Http: // localhost: 8983/SOLR/MLT? Q = ID: utf8test & MlT. FL = Manu, cat & MlT. mindf = 1 & MlT. mintf = 1 & MlT. Match. Include = false

Http: // localhost: 8983/SOLR/MLT? Q = ID: sp2514n & MlT. FL = Manu, cat & MlT. mindf = 1 & MlT. mintf = 1 & FQ = instock: True & MlT. interestingterms = Details

Use contentstreams:

If you post text in the body, that will be used for similarity. Alternatively, you can put the posted content in the URL using something like:

Http: // localhost: 8983/SOLR/MLT? Stream. Body = electronics % 20 memory & MlT. FL = Manu, cat & MlT. interestingterms = List & MlT. mintf = 0

IfRemotestreamingIs enabled, you can find your ents similar to the text on a webpage:

Http: // localhost: 8983/SOLR/MLT? Stream. url = http://lucene.apache.org/solr/&mlt.fl=manu,cat&mlt.interestingTerms=list&mlt.mintf=0

 

SOLR similarity query-morelikethis

Contact Us

The content source of this page is from Internet, which doesn't represent Alibaba Cloud's opinion; products and services mentioned on that page don't have any relationship with Alibaba Cloud. If the content of the page makes you feel confusing, please write us an email, we will handle the problem within 5 days after receiving your email.

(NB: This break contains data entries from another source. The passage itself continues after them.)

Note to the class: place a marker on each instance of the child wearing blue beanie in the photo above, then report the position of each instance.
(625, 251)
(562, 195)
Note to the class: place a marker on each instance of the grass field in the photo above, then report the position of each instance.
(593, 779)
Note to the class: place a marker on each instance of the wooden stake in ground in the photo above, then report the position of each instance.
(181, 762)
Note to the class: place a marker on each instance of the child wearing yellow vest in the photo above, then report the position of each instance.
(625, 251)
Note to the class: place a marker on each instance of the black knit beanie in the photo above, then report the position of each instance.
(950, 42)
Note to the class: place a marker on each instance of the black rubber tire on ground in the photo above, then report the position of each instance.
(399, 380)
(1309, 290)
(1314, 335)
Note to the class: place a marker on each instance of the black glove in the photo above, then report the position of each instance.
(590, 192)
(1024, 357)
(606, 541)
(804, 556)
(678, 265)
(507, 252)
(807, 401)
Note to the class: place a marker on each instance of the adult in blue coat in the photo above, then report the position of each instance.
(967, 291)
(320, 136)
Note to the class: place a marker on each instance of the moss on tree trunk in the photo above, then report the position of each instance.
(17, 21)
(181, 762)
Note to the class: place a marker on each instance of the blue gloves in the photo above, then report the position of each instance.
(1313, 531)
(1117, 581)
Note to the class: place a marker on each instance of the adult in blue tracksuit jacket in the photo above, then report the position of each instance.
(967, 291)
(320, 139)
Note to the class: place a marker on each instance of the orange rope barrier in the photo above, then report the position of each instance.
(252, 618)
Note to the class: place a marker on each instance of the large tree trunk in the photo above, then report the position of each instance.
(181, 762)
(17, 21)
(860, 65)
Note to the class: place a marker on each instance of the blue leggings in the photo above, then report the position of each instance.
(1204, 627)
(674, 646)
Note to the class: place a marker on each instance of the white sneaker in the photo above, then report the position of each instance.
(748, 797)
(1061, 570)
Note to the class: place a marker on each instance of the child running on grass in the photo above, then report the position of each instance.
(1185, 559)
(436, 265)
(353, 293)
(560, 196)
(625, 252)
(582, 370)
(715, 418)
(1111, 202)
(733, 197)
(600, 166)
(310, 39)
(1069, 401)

If you find any instances of plagiarism from the community, please send an email to: info-contact@alibabacloud.com and provide relevant evidence. A staff member will contact you within 5 working days.

A Free Trial That Lets You Build Big!

Start building with 50+ products and up to 12 months usage for Elastic Compute Service

  • Sales Support

    1 on 1 presale consultation

  • After-Sales Support

    24/7 Technical Support 6 Free Tickets per Quarter Faster Response

  • Alibaba Cloud offers highly flexible support services tailored to meet your exact needs.